Vers des reproductions ressemblantes Du vrai corps embaumé au faux corps reproduit

La déposition de la dépouille de Louis III d’Anjou dans une châsse transparente, comme celle de Jean XXIII et de sainte Bernadette, atteste le souci qui existait à l’époque de prolonger autant que possible l’exposition publique, et trahit simultanément la volonté de réaliser des reproductions du corps mort. De même, le redressement du corps conservé d’Anne de Habsbourg indique qu’un substitut plus maniable pouvait être souhaité. Étant donné que la dépouille était parfois exhibée derrière le verre cristallin pendant des décennies, voire des siècles, l’imitation de la dépouille dans un artefact devait s’imposer.

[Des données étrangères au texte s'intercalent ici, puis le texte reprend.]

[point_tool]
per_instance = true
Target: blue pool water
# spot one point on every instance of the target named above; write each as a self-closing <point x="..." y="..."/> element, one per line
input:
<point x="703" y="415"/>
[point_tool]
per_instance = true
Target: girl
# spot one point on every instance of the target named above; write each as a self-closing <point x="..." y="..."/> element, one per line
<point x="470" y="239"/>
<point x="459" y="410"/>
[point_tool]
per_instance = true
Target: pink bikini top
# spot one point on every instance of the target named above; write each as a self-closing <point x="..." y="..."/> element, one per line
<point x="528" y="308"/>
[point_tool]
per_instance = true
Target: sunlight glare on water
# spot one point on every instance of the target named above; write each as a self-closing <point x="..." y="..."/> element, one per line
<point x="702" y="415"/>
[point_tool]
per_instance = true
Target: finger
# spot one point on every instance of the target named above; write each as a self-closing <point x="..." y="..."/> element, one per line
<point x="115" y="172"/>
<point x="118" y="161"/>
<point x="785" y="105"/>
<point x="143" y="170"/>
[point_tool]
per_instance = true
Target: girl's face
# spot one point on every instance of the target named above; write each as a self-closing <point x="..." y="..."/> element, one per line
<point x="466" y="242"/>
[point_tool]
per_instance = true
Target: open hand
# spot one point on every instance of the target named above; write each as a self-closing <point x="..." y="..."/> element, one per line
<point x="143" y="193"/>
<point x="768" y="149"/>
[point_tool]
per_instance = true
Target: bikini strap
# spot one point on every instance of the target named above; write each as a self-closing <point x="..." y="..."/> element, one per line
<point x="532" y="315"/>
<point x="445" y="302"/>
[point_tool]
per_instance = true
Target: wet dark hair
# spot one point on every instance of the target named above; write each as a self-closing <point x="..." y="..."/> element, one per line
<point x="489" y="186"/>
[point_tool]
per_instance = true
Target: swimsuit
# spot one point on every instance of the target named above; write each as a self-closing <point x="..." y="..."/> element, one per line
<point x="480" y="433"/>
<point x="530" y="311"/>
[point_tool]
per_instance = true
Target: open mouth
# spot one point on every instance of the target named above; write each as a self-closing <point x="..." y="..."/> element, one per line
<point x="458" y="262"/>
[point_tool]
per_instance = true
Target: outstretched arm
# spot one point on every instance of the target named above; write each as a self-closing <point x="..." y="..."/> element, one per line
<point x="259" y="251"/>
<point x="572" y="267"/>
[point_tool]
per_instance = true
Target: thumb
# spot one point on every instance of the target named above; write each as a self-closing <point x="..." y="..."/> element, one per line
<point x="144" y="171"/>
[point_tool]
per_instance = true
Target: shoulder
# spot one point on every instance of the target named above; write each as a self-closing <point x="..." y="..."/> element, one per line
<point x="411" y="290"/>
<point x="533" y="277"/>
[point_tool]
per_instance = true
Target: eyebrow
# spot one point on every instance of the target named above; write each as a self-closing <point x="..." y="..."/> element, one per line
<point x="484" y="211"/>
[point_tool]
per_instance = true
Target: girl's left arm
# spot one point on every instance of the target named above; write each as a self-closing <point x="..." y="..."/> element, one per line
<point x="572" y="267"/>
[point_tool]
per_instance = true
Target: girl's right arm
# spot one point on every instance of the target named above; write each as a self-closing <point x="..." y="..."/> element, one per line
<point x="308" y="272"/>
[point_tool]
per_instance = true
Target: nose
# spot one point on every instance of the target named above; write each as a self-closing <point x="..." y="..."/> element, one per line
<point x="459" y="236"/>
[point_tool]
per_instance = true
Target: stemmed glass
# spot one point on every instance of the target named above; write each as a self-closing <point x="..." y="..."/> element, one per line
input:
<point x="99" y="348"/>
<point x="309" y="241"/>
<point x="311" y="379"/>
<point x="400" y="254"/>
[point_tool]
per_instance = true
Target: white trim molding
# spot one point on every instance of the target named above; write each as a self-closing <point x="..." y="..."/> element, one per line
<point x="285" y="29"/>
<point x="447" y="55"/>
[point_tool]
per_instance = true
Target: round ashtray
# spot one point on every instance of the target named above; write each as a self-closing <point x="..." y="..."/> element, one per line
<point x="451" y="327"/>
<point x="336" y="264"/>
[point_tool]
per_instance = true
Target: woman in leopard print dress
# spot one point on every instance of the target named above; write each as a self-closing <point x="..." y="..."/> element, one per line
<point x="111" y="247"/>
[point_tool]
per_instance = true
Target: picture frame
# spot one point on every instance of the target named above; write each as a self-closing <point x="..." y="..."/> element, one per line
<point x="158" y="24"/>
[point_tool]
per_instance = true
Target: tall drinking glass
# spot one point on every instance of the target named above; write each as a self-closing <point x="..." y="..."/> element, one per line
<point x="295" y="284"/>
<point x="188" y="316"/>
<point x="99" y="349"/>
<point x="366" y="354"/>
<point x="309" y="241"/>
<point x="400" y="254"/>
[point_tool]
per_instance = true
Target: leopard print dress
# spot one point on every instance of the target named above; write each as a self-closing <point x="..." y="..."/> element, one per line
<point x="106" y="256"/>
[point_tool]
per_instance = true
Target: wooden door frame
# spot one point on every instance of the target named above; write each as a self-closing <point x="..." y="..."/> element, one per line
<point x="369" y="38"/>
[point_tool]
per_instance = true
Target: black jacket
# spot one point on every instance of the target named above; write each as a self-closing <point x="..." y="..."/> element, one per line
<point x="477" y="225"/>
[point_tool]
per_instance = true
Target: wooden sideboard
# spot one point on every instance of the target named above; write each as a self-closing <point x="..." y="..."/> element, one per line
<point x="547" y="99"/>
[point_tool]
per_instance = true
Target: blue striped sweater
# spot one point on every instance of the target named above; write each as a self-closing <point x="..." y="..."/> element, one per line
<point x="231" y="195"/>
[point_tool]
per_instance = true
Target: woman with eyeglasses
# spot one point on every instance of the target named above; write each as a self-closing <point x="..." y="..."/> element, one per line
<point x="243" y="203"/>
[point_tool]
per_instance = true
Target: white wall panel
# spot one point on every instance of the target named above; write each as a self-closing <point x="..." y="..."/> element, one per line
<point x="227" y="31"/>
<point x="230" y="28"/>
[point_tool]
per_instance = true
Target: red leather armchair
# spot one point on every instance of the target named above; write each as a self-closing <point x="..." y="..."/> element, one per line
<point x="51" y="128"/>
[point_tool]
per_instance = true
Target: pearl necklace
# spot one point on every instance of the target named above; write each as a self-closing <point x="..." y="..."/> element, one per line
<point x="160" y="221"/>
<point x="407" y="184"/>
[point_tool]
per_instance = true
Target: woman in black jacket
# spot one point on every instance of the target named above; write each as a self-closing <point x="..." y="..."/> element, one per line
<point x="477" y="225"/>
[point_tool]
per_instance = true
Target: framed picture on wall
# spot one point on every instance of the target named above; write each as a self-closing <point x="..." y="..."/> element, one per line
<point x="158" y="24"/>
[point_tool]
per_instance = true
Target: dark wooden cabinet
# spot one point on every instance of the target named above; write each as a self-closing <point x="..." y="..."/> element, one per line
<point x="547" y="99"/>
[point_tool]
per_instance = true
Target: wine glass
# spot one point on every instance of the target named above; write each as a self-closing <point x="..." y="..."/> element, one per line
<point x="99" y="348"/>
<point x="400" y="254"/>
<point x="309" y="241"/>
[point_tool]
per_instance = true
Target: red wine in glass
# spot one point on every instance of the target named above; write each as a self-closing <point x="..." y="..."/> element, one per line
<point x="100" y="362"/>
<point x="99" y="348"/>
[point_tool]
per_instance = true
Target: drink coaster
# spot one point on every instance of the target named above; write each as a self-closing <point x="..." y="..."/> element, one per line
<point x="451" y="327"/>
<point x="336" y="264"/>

L’exemple de Louis III est assez tardif par rapport aux premiers embaumements en cire dans le domaine catholique, mais nous savons grâce au Boncompagnus que des cas similaires étaient connus au plus tard en 1215, grâce aux « anciens palais de Rome et cavernes près de Naples ». 417

Or l’imitation des corps embaumés par des reproductions est attestée en outre par Boncompagno dans un passage où il rapporte que certains tombeaux copiaient effectivement la mise en catafalque : « les sépulcres des personnes les plus distinguées et des hommes les plus sages sont souvent décorés à la façon des lits de parade (« thalami ») ». 418 Le rapport entre les « lits de parade » représentés par les sépulcres et les...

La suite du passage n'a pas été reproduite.